Zee TV’s Mrs. exposes patriarchy in marriage, showing how women are undervalued and burdened with household duties. It questions whether women’s sacrifices will ever be enough—or if they even should be

Mrs.: A Film That Asks—Will A Woman Ever Be Enough?

When I sat down to write this piece, I was angry. I knew exactly what I wanted to write about, but I struggled to find a title that would tie it all together. Then, I remembered a powerful scene from the movie that inspired this piece. In that scene, Richa spends her entire day toiling in the kitchen. When she serves the meal, she asks her husband and father-in-law if they liked it. Her husband jokes about her cooking, while her father-in-law remarks, “The salt is less,” as if he were some sort of Indian Gordon Ramsay.

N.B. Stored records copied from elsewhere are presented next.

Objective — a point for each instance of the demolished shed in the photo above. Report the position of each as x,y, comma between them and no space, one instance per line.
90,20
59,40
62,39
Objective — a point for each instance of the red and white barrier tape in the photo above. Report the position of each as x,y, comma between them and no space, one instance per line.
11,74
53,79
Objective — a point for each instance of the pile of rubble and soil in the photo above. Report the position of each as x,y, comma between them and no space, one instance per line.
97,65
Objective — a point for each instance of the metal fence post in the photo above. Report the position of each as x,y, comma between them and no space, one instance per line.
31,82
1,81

“The salt is less”—those words stayed with me. They cut deep, not just because they were a critique of her cooking but because they symbolised how undervalued women are. It made me wonder: Will the salt ever be enough? Will a woman ever be enough?

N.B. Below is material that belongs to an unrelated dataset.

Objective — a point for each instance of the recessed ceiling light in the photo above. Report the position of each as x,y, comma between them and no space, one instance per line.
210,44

These questions, and many others, are raised by Zee TV’s new movie Mrs., which has taken social media by storm. It is a remake of the 2021 Malayalam film The Great Indian Kitchen, which received critical acclaim for its portrayal of patriarchal expectations within marriage and how women are often confined to the kitchen after marriage.

This isn’t far from the truth. In South Asia, a woman’s worth and success in marriage are often tied to her ability to cook, clean, and manage a household. Women are frequently pressured to abandon their careers to focus on homemaking and raising children. And while homemakers deserve nothing but immense respect for the work they do, shouldn’t women have the right to choose their paths rather than being forced into them?

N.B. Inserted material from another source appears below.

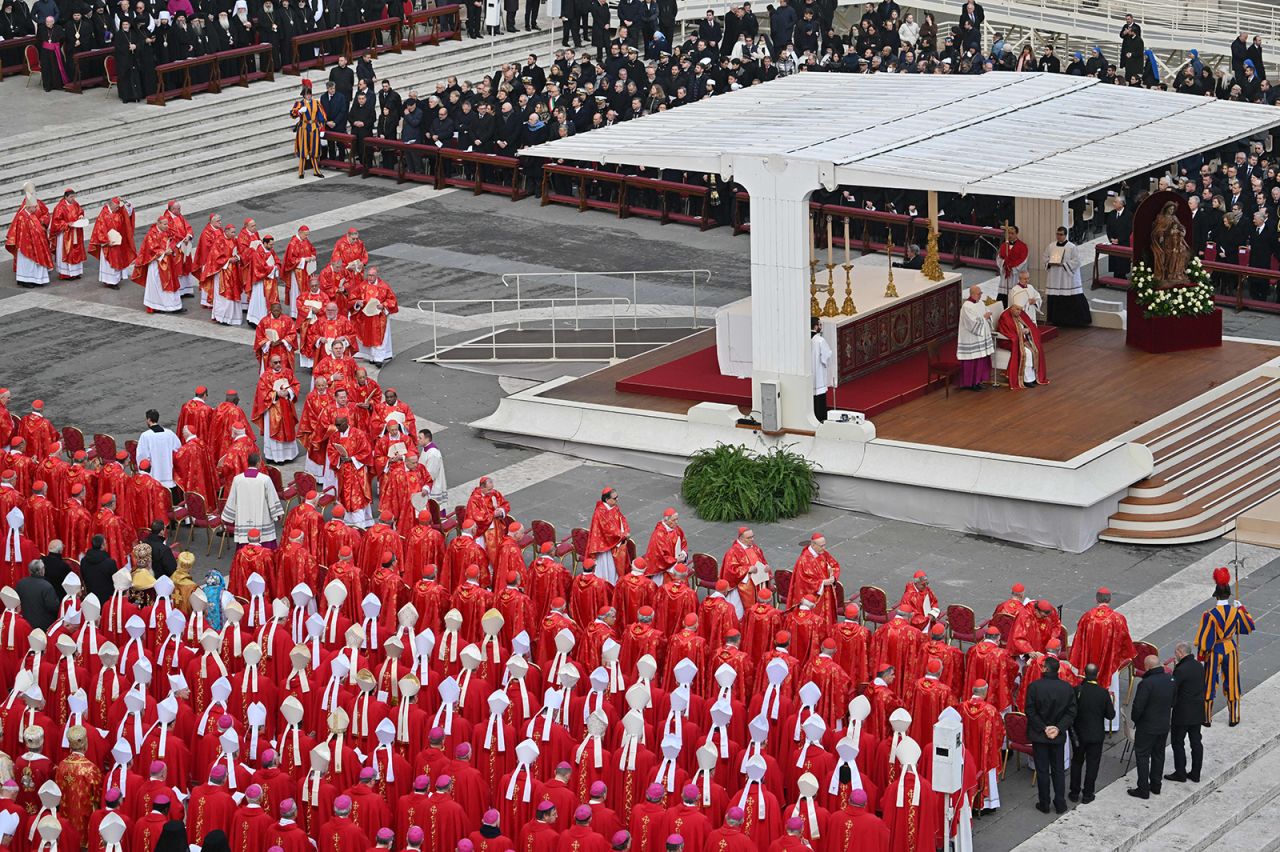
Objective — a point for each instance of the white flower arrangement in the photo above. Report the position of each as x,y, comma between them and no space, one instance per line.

Mrs. Is a mirror reflecting our society, where women are expected to slave away all day and obey without complaint

In fact, why aren’t homemakers compensated for their work? In Mrs., when Richa and Diwakar visit one of her old friends, Diwakar insists on clearing the table—something he never does at home. He even supports Richa’s desire to re-join her dance troupe, despite opposing it at home. This reveals how even educated men like Diwakar present themselves as open-minded in public while being controlling and critical at home.

His hypocrisy becomes even more apparent when Richa jokes that he married her to get a free maid and cook. Diwakar is furious, even though it’s the truth. Women are expected to manage all household chores with little help. But if a woman chooses to take on domestic work, is she the only one living in that house? Why aren’t other able-bodied adults expected to contribute? If everyone is eating, shouldn’t everyone help with the cooking, too?

Richa’s father-in-law is a perfect example of this entitlement. An adult man who expects his wife to put his shoes on for him, he takes pride in the fact that his wife, who holds a PhD, stayed at home for the family, completely submissive to his decisions.

Mrs. Is a mirror reflecting our society, where women are expected to slave away all day and obey without complaint. Their choices—whether about their homes, their lives, or even their bodies—are not truly theirs to make. A “good woman” smiles through adversity and accepts injustice, even at the hands of her own family, husband, or in-laws.It’s important to note that it’s not just men who uphold these norms—women, too, play a role in maintaining them. This is seen in the movie through Richa’s mother-in-law and, to an extent, her mother, who advises her to adjust because “this is her life now.”

But why should women always be the ones to adjust? More importantly, how much sacrifice or compromise will it take for a “perfect marriage”? Or, like the salt in Richa’s food, will it never be enough?